Die Geschichte von Paul und Elsa Redelsheimer

Paul und Elsa Redelsheimer betrieben am Kurfürstendamm 47 von 1930 bis 1938 ein Einrichtungshaus. Beide wurden am 3.10.1942 nach Theresienstadt deportiert, wo Paul Redelsheimer einige Tage später ums Leben kam. Elsa Redelsheimer wurde 1944 in Ausschwitz-Birkenau ermordet. „Während meiner Recherche war ich auf die Autorin Eva Tanner gestoßen, die gerade an einem Buch über die Geschichte der Redelsheimer arbeitete“, erzählt von Rumohr. Per Zufall hatte sie in einem Haus in Sacrow, in dem die Redelsheimer gewohnt hatten, hinter einer alten Scheuerleiste ein Foto mit einer jungen Frau gefunden. Ihre intensiven Nachforschungen führten sie schließlich zu Lili Redelsheimer und dem bis dahin vergessenen Schicksal der Großeltern.

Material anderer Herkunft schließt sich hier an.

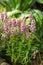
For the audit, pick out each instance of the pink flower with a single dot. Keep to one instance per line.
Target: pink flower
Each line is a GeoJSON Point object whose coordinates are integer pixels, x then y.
{"type": "Point", "coordinates": [24, 18]}
{"type": "Point", "coordinates": [10, 22]}
{"type": "Point", "coordinates": [33, 26]}
{"type": "Point", "coordinates": [5, 27]}
{"type": "Point", "coordinates": [3, 16]}
{"type": "Point", "coordinates": [14, 22]}
{"type": "Point", "coordinates": [30, 17]}
{"type": "Point", "coordinates": [18, 22]}
{"type": "Point", "coordinates": [8, 32]}
{"type": "Point", "coordinates": [27, 35]}
{"type": "Point", "coordinates": [12, 31]}
{"type": "Point", "coordinates": [3, 37]}
{"type": "Point", "coordinates": [0, 29]}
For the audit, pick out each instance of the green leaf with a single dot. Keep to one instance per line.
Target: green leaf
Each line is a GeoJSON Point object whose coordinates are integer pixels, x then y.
{"type": "Point", "coordinates": [40, 1]}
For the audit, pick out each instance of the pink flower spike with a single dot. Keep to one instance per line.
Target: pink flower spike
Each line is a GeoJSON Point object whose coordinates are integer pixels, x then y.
{"type": "Point", "coordinates": [5, 27]}
{"type": "Point", "coordinates": [18, 22]}
{"type": "Point", "coordinates": [30, 17]}
{"type": "Point", "coordinates": [5, 16]}
{"type": "Point", "coordinates": [3, 37]}
{"type": "Point", "coordinates": [14, 22]}
{"type": "Point", "coordinates": [27, 35]}
{"type": "Point", "coordinates": [24, 18]}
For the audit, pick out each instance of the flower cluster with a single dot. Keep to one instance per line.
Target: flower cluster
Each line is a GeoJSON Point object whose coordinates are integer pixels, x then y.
{"type": "Point", "coordinates": [14, 26]}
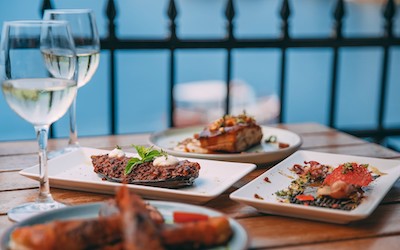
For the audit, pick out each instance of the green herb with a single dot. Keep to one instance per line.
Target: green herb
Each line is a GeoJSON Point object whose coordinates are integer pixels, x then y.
{"type": "Point", "coordinates": [145, 154]}
{"type": "Point", "coordinates": [347, 167]}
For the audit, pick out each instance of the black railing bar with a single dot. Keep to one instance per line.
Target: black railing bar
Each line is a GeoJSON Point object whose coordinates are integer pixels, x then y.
{"type": "Point", "coordinates": [388, 13]}
{"type": "Point", "coordinates": [248, 43]}
{"type": "Point", "coordinates": [111, 13]}
{"type": "Point", "coordinates": [284, 14]}
{"type": "Point", "coordinates": [230, 15]}
{"type": "Point", "coordinates": [172, 14]}
{"type": "Point", "coordinates": [282, 85]}
{"type": "Point", "coordinates": [337, 34]}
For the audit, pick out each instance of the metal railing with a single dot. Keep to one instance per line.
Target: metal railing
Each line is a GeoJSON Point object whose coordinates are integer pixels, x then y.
{"type": "Point", "coordinates": [335, 41]}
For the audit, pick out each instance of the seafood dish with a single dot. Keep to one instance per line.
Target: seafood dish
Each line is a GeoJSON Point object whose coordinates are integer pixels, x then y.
{"type": "Point", "coordinates": [321, 185]}
{"type": "Point", "coordinates": [127, 222]}
{"type": "Point", "coordinates": [152, 168]}
{"type": "Point", "coordinates": [229, 134]}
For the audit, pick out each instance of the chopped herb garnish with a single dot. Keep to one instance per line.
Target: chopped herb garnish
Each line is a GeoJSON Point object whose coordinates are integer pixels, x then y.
{"type": "Point", "coordinates": [145, 154]}
{"type": "Point", "coordinates": [271, 139]}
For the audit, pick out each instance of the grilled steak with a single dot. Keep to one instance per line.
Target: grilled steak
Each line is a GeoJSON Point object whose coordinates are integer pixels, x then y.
{"type": "Point", "coordinates": [112, 168]}
{"type": "Point", "coordinates": [231, 134]}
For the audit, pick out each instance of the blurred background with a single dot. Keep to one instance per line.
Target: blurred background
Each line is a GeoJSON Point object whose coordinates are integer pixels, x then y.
{"type": "Point", "coordinates": [142, 76]}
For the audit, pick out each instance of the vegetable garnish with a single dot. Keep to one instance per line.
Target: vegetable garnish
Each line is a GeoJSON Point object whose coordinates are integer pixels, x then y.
{"type": "Point", "coordinates": [183, 217]}
{"type": "Point", "coordinates": [351, 173]}
{"type": "Point", "coordinates": [303, 197]}
{"type": "Point", "coordinates": [145, 154]}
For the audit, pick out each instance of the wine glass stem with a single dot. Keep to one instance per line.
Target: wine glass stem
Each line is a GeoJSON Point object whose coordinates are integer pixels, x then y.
{"type": "Point", "coordinates": [44, 188]}
{"type": "Point", "coordinates": [73, 133]}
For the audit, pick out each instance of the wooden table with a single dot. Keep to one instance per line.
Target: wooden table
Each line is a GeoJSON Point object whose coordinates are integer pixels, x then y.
{"type": "Point", "coordinates": [380, 231]}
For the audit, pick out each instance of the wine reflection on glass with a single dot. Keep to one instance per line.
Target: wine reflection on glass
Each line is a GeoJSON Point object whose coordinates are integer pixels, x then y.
{"type": "Point", "coordinates": [34, 91]}
{"type": "Point", "coordinates": [87, 43]}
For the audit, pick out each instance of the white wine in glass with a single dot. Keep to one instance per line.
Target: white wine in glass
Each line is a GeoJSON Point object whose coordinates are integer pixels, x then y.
{"type": "Point", "coordinates": [87, 43]}
{"type": "Point", "coordinates": [34, 92]}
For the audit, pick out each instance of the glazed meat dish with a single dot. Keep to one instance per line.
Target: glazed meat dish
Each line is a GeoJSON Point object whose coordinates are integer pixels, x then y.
{"type": "Point", "coordinates": [183, 173]}
{"type": "Point", "coordinates": [124, 223]}
{"type": "Point", "coordinates": [231, 134]}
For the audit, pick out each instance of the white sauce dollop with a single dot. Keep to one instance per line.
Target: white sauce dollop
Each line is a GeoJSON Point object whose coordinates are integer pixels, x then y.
{"type": "Point", "coordinates": [163, 161]}
{"type": "Point", "coordinates": [116, 153]}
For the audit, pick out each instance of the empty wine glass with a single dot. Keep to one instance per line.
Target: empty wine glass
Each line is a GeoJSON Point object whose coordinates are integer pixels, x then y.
{"type": "Point", "coordinates": [87, 43]}
{"type": "Point", "coordinates": [38, 80]}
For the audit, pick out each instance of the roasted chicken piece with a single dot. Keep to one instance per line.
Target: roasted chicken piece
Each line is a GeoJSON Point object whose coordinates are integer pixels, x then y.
{"type": "Point", "coordinates": [211, 232]}
{"type": "Point", "coordinates": [231, 134]}
{"type": "Point", "coordinates": [127, 223]}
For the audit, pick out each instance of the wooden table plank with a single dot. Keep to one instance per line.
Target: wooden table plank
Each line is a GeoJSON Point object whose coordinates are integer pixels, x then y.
{"type": "Point", "coordinates": [276, 231]}
{"type": "Point", "coordinates": [389, 242]}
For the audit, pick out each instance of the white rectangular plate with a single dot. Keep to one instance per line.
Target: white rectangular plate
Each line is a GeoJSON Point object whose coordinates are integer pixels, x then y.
{"type": "Point", "coordinates": [75, 171]}
{"type": "Point", "coordinates": [280, 177]}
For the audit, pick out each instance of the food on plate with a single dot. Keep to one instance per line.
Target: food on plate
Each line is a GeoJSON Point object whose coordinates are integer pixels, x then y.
{"type": "Point", "coordinates": [152, 167]}
{"type": "Point", "coordinates": [321, 185]}
{"type": "Point", "coordinates": [229, 134]}
{"type": "Point", "coordinates": [124, 223]}
{"type": "Point", "coordinates": [273, 139]}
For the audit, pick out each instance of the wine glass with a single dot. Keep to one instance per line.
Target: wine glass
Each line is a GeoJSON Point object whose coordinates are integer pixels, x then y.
{"type": "Point", "coordinates": [87, 43]}
{"type": "Point", "coordinates": [38, 81]}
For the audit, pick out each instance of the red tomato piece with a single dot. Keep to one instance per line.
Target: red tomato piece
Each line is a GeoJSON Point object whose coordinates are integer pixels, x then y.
{"type": "Point", "coordinates": [182, 217]}
{"type": "Point", "coordinates": [352, 174]}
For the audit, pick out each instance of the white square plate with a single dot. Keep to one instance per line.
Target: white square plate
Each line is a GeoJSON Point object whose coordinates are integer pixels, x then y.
{"type": "Point", "coordinates": [75, 171]}
{"type": "Point", "coordinates": [280, 177]}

Ein Stück Geschichte, die sich im Hotel Mondial anerkennend wiederfinden sollte. 2013 wird im Rahmen eines gestalterischen Metropolen-Tunings das Hotelrestaurant auf den Namen „Redelsheimer“ getauft. Drei Jahre später schließt sich der Kreis. Zur Stolpersteinlegung ist auch die Urnichte von Paul und Elsa Redelsheimer aus Paris angereist. „In meinen Augen ist dies ein Sieg gegen die geplante Vernichtung“, sagt Suzanne Coppermann-Collet und dankt auch dem Zufall. „Ein Mensch ist erst vergessen, wenn sein Name vergessen ist“, zitiert Gunter Demnig den Talmud. Mit den Steinen vor den Häusern wird die Erinnerung an die Menschen lebendig, die einst hier wohnten. Und – wie im besonderen Fall der Eheleute Redelsheimer, hier arbeiteten. „Ich habe ehrlich gesagt etwas Sorge vor der Zeit, wenn keine der Zeitzeugen mehr leben“, sagt Christian von Rumohr.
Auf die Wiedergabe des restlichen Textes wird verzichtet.